APRÈS TOUT, C'EST LE RÊVE qui porte l'énergie des personnages, celui de faire quelque chose de leur vie. Pas un rêve grandiose, pas un rêve de richesse et de célébrité, mais simplement celui d'avoir son moment à soi, sa victoire. Les deux héros cherchent à trouver leur place, voltigeant au cours de ces journées-marathon entre des groupes qui ne les intègrent que provisoirement. Ils n'appartiennent à aucun d'entre eux. Et la jolie blonde, si amicale lorsqu'elle était seule, redevient la jeune fille bourgeoise distante lorsque ses amies sont là. Un univers qui n'est pas celui de Malcolm. Mais il n'est pas non plus chez lui avec le groupe des dealers qui ne lui font pas confiance. Il s'agit donc d'apposer sa marque et d'essayer d'exister en tant qu'individu dans ce réseau d'intrigues. C'est aussi le cas de Sofia, dont la tâche est encore compliquée par le fait qu'elle est une jeune femme. Et si elle ne se laisse pas marcher sur les pieds, sa colère perpétuelle découle peut-être de la frustration à laquelle elle est confrontée : de fait, il n'est pas évident d'être une femme dans cet univers, et sa relation amicale rassurante avec Malcolm reste pour elle un pilier sur laquelle elle peut s'appuyer.
– New York
POUR APPOSER SA MARQUE, il faudrait accomplir cet acte mythique que personne n'a réalisé auparavant. Adam Leon construit son histoire sur une forme de mythologie new-yorkaise - notamment cette fameuse pomme des Mets - qu'il combine avec la dimension anecdotique du récit. L'enjeu est anodin, et pourtant le projet devient une quête. Et c'est la raison pour laquelle les personnages parlent à tous et à chacun. Gimme the loot s'ancre dans une réalité spécifique très fortement marquée : New York, la ville du réalisateur, celle de tous les mythes et de tous les fantasmes, cinématographiques ou non, mais qui est filmée ici avec un naturel déroutant, comme une véritable ville, comme un lieu de vie, comme un espace où se croise des quotidiens. Le Bronx et pas Manhattan, précisément.

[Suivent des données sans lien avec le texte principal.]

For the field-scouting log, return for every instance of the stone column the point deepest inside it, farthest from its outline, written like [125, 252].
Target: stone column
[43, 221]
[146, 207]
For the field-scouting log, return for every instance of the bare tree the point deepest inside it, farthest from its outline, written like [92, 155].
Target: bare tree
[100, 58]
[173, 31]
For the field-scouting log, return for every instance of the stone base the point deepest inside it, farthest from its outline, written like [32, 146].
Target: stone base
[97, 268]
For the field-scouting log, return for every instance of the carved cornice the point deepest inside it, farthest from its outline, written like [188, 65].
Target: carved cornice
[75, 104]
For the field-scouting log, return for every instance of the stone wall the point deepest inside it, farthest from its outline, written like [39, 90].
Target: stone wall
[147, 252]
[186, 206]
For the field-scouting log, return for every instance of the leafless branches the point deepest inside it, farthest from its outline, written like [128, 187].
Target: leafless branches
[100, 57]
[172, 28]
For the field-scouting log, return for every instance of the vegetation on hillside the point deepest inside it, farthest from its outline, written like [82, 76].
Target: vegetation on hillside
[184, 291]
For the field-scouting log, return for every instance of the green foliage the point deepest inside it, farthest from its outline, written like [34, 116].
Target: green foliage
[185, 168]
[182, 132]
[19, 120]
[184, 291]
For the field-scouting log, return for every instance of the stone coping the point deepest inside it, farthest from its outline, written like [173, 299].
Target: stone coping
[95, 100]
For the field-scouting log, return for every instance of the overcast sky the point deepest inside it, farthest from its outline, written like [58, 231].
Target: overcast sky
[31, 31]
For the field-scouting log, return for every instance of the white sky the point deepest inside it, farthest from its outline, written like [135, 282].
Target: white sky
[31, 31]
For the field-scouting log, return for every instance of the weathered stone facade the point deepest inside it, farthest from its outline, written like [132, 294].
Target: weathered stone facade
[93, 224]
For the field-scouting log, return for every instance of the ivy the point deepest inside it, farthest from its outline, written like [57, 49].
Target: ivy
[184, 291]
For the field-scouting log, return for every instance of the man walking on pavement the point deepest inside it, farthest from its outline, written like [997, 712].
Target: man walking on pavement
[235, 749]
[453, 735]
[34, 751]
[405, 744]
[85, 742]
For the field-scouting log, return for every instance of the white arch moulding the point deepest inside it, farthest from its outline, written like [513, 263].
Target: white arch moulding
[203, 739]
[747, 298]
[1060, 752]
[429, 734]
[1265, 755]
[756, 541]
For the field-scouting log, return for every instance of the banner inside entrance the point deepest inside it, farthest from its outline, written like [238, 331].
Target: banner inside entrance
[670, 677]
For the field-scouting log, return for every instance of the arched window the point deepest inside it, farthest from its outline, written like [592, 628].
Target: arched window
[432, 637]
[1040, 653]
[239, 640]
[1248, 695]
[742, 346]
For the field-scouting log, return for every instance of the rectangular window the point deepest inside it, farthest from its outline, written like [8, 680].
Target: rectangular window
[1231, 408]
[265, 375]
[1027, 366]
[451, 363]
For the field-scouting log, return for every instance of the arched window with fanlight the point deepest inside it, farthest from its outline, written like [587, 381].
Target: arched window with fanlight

Le film, comme l'a souligné Adam Leon, devient une succession de moments fugitifs tournés dans les rues du Bronx, parfois de manière sauvage. "Capturer New York était une des clefs du projet", déclare-t-il dans sa note d'intention. Or c'est par là-même que la ville retrouve paradoxalement son potentiel mythique : dans les rues, dans ce qui fait sa singularité, dans sa culture, ses habitants, ses petits détails que seuls les new-yorkais connaissent et dont il nous semble possible l'espace d'un film de saisir quelques étincelles.